Arrow-Debreu (1954) : la preuve d'existence. Kenneth Arrow et Gérard Debreu ont prouvé qu'un équilibre concurrentiel existe sous des hypothèses faibles (préférences convexes, pas d'externalités). En utilisant le théorème du point fixe de Kakutani, ils ont montré qu'il existe un système de prix qui équilibre tous les marchés simultanément, formalisant ainsi la « main invisible » d'Adam Smith deux siècles après La Richesse des Nations.
La prouesse mathématique était remarquable : réduire le problème à montrer qu'une certaine correspondance (l'excès de demande en fonction des prix) satisfait les conditions d'un point fixe. Le résultat ne nécessitait que la non-satiété locale et la convexité, sans exiger la différentiabilité ni des formes fonctionnelles particulières.
La Théorie de la Valeur de Debreu (1959) a condensé ce cadre en un système axiomatique rigoureux, lui valant le prix Nobel en 1983. Arrow avait déjà reçu le Nobel en 1972 pour ses contributions plus larges à l'équilibre général et au choix social. Leur preuve d'existence reste le fondement mathématique de l'économie du bien-être et des deux théorèmes du bien-être démontrés dans ce chapitre.

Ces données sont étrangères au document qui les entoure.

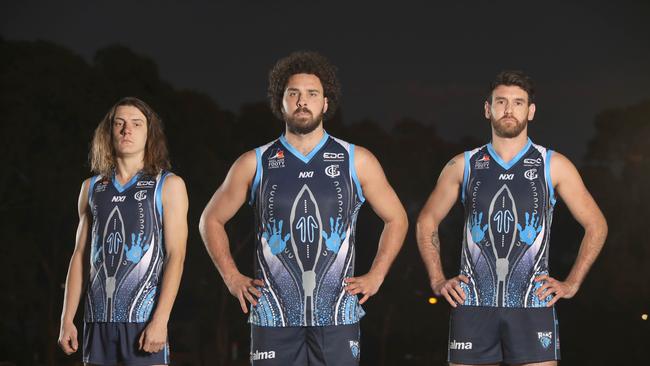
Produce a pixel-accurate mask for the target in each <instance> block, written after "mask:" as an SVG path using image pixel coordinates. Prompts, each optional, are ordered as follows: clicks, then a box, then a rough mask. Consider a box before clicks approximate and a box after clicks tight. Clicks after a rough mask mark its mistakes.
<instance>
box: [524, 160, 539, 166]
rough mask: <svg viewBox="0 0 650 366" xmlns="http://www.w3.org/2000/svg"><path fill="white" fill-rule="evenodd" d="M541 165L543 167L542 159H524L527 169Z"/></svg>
mask: <svg viewBox="0 0 650 366" xmlns="http://www.w3.org/2000/svg"><path fill="white" fill-rule="evenodd" d="M541 165H542V158H537V159H531V158H527V159H524V166H526V167H531V166H541Z"/></svg>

La place de cette démonstration dans l'histoire des idées, celle du programme marginaliste ouvert par Walras et porté à son sommet formel par Arrow-Debreu, fait l'objet de Histoire de la pensée économique, ch. 5 (La révolution marginaliste et la formalisation).
| Libellé | Équation | Description |
|---|---|---|
| Éq. 11.1 | $e(p, \bar{u}) = \min p \cdot x$ s.c. $u(x) \geq \bar{u}$ | Minimisation de la dépense |
| Éq. 11.2 | $h_i = \partial e / \partial p_i$ | Lemme de Shephard |
| Éq. 11.3–11.4 | $e(p, V(p,m)) = m$; $V(p, e(p,\bar{u})) = \bar{u}$ | Identités de dualité |
| Éq. 11.5 | $h(p, \bar{u}) = x(p, e(p, \bar{u}))$ | Hicksienne = marshallienne au revenu compensé |
| Éq. 11.6 | $x_i = -(\partial V/\partial p_i)/(\partial V/\partial m)$ | Identité de Roy |
| Éq. 11.7 | $S_{ij} = \partial h_i/\partial p_j = \partial x_i/\partial p_j + x_j \partial x_i/\partial m$ | Élément de la matrice de Slutsky |
| Éq. 11.8 | $z(p) = \sum_i x_i(p) - \sum_i \omega_i$ | Excès de demande agrégé |
Littérature citée : Mas-Colell, Whinston & Green (MWG) ; Debreu Théorie de la Valeur ; Arrow & Debreu (1954) ; Varian Analyse microéconomique.